Madrid’s Royal Palace
The Royal Palace of Madrid is the official residence of the Spanish Royal Family at the city of Madrid, but it is only used for state ceremonies. The palace has 135,000 M2 of floor space and contains 3,418 rooms. It is the largest functioning Royal Palace and the largest by floor area in Europe. King Felipe VI and the Royal Family do not reside in the palace, choosing instead the significantly more modest Palace of Zarzuela on the outskirts of Madrid.
Temple of Debod
The Temple of Debod was originally built in southern Egypt near Aswan in the 2nd century BC. In 1960, the temple was in danger of being destroyed due to other construction nearby, so UNESCO made the decision to save this rich historical monument. The Egyptian state chose to donate the Temple of Debod to Spain in 1968 as a token of gratitude for Spain’s help in saving the temples of Abu Simbel. The ancient Egyptian temple was rebuilt in one of Madrid’s most beautiful parks, Parque del Oeste (West Park in English), near the Royal Palace.
Discover the fascinating story of Spanish flamenco
Too many visitors sign up for a flamenco show without really knowing what they’re about to watch. Join us for a night of flamenco and tapas, and an expert guide will walk you through the history of this beautifully tragic dance. In between delicious bites, you’ll learn where flamenco came from and why Madrid’s considered the capital of it all!
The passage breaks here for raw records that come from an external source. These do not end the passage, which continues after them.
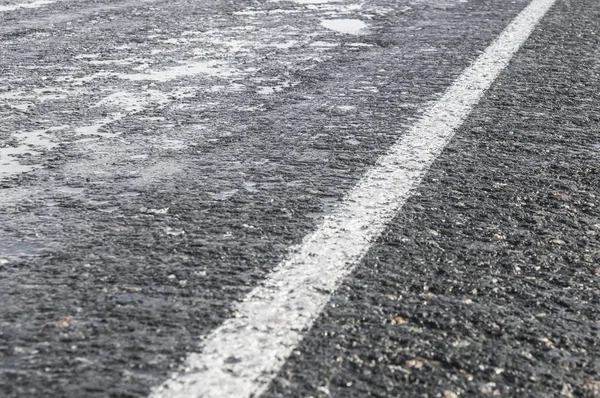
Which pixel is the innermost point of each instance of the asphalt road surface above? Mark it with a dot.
(299, 198)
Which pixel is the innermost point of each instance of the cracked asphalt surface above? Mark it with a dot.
(158, 159)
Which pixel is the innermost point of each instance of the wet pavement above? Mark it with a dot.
(158, 159)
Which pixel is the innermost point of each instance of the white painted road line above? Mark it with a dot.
(240, 358)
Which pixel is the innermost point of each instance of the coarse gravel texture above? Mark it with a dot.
(488, 281)
(155, 202)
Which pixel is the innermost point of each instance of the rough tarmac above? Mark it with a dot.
(176, 150)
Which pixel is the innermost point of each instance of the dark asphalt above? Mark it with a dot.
(487, 282)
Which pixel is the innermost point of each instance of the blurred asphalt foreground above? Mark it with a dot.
(159, 159)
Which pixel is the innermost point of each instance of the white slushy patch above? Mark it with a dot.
(241, 357)
(348, 26)
(32, 4)
(211, 68)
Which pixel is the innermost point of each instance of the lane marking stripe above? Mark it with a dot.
(240, 358)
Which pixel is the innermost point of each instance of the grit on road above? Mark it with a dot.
(160, 159)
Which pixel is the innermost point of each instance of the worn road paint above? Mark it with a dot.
(240, 358)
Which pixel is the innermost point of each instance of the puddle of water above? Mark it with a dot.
(348, 26)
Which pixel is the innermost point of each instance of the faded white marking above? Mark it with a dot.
(240, 358)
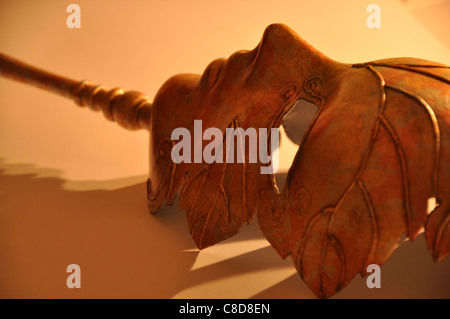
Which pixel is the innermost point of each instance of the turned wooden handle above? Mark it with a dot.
(131, 109)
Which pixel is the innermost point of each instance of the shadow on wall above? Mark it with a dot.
(125, 252)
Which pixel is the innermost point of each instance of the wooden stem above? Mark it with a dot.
(131, 109)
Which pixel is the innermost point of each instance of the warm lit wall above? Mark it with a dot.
(72, 184)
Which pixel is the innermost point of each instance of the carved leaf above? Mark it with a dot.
(367, 172)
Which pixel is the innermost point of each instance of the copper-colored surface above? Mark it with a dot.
(359, 180)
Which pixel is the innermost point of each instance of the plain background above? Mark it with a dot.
(72, 184)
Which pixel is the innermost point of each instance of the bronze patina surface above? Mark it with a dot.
(373, 164)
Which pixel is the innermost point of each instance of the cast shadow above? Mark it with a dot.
(47, 223)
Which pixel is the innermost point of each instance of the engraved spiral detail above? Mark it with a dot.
(131, 109)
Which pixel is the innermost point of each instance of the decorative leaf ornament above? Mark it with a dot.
(372, 167)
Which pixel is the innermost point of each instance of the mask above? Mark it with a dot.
(373, 161)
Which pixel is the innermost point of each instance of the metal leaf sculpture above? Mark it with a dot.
(374, 163)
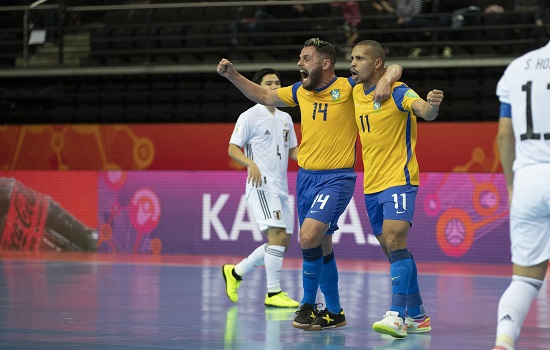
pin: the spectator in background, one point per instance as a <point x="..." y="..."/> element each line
<point x="531" y="12"/>
<point x="444" y="9"/>
<point x="352" y="18"/>
<point x="263" y="21"/>
<point x="410" y="21"/>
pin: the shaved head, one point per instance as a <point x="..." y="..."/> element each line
<point x="374" y="48"/>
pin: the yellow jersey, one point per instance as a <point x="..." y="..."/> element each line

After a heart-stopping one-hour show, you’ll sit down to a hot-off-the-grill tapas feast—the perfect moment to discuss what you’ve just seen!
Stroll to Plaza Mayor & Puerta del Sol
The “Plaza Mayor” was built during the Habsburg period, measuring 129 by 94 meters, and is surrounded by three-story residential buildings having 237 balconies facing the Plaza. It has a total of nine entrance ways. The square was redesigned with gardens, but those were removed in 1936. At the center of the square is a bronze statue of King Philips III, constructed in 1916 by Jean Boulogne and Pietro Tacca.
Puerta del Sol
The “Puerta del Sol” originated as one of the gates in the city wall that surrounded Madrid in the 15th century. Outside the wall, medieval suburbs began to grow around the Christian Wall of the 12th century. The name of the gate came from the rising sun which decorated the entry, since the gate was oriented to the east. Between the 17th and 19th centuries, the area was an important meeting place: as the goal for the couriers coming from abroad and other parts of Spain to the Post Office, it was visited by those eager for the latest news.